Re: [htdig] Questions about what's possible with ht://Dig...


Geoff Hutchison (ghutchis@wso.williams.edu)
Tue, 06 Jul 1999 15:39:47 -0400


Albert Lunde wrote:
> From what I've read so far ht://Dig seems like a pretty flexible spider;
> which could be configured to spider remote systems, or to access the local
> server directly.

Yes on both counts.

> It sounds like http://www.htdig.org/files/contrib/scripts/multidig.tar.gz
> might be useful for running a series of indexes on various servers.

That is it's intent. It also makes merging indexes fairly easy.

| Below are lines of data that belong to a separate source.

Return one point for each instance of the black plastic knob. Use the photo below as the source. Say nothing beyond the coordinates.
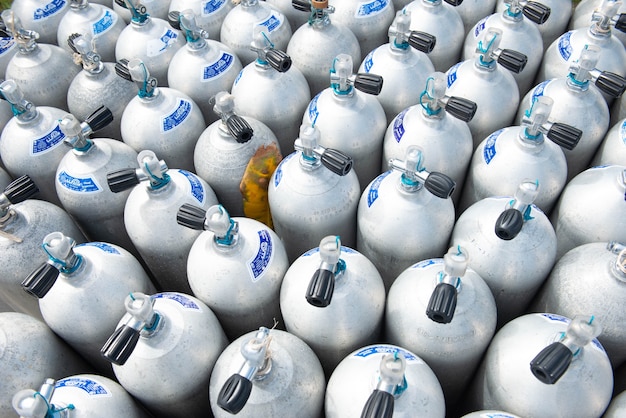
(513, 61)
(41, 280)
(120, 345)
(191, 217)
(279, 60)
(234, 394)
(369, 83)
(319, 293)
(442, 303)
(121, 180)
(536, 12)
(565, 136)
(422, 41)
(336, 161)
(20, 189)
(440, 185)
(509, 224)
(378, 405)
(551, 363)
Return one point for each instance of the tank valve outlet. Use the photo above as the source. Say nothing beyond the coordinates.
(401, 37)
(234, 395)
(343, 81)
(510, 222)
(553, 361)
(442, 303)
(140, 317)
(61, 259)
(392, 383)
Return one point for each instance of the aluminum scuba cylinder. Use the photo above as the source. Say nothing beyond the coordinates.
(43, 72)
(150, 216)
(162, 119)
(443, 311)
(404, 215)
(267, 373)
(544, 365)
(509, 155)
(204, 67)
(272, 91)
(492, 88)
(314, 46)
(590, 208)
(383, 381)
(97, 85)
(101, 23)
(238, 27)
(402, 63)
(345, 301)
(24, 222)
(236, 267)
(313, 193)
(149, 39)
(512, 246)
(150, 352)
(70, 286)
(350, 118)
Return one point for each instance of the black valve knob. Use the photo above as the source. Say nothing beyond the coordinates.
(41, 280)
(234, 394)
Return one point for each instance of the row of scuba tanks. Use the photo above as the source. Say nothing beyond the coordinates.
(159, 277)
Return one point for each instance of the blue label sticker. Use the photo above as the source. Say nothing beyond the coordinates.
(178, 116)
(91, 387)
(49, 141)
(197, 190)
(218, 67)
(78, 184)
(490, 146)
(372, 193)
(48, 10)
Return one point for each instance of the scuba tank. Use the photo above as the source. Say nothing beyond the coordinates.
(236, 267)
(492, 88)
(509, 155)
(349, 120)
(32, 141)
(202, 68)
(149, 39)
(443, 22)
(402, 63)
(99, 22)
(238, 28)
(383, 381)
(272, 91)
(591, 277)
(314, 46)
(544, 365)
(404, 215)
(518, 23)
(437, 124)
(237, 156)
(512, 246)
(162, 119)
(590, 208)
(150, 216)
(97, 85)
(313, 193)
(267, 373)
(42, 71)
(444, 312)
(150, 351)
(580, 104)
(70, 286)
(345, 301)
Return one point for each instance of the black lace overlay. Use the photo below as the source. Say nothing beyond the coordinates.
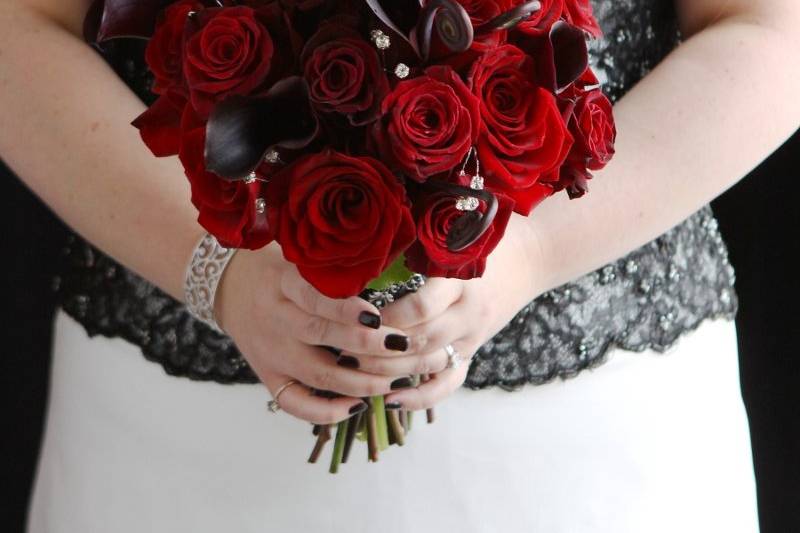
(645, 300)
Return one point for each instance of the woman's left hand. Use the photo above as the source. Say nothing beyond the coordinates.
(464, 314)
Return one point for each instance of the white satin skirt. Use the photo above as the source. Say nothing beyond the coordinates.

> (1) Is the only way to deal with queries across multiple indexes to combine
> the indexes with htmerge, or is there a way to query more than one index
> and aggregate the results?

There is currently not any was to aggregate indices. You must merge
them.

> (2) Can your data files be copied between systems (e.g. doing local
> indexing on one server, then copying with ftp or scp to another server for
> merging or searching)? I can think of several sorts of issues:
> - absolute path names
> - byte order or floating point across archtectures

Pathnames are never used in the databases. Byte order is a snag,
however, but you can use the standard Berkeley DB tools to dump the
database to a text file, then reload it on another machine. Not elegant,
but it works.

> (2) Is there a way to index all the HTML files in a directory tree,
> regardless of how they are linked, (or some other arbitrary list of files
> on the local system)?

Nope. It follows links, so if there isn't a link to it, it won't find
it. This way you can actually have "private" directories that aren't
indexed...

> (3) Is it feasible to use the ht://Dig spider with some different search
> and index software?

I don't see how you'd use it with a different indexer. The spider is the
indexer. Searching might be possible, but you're probably much better
off writing a wrapper in Perl, PHP or something else--I don't know of
anyone else who reads the ht://Dig database format.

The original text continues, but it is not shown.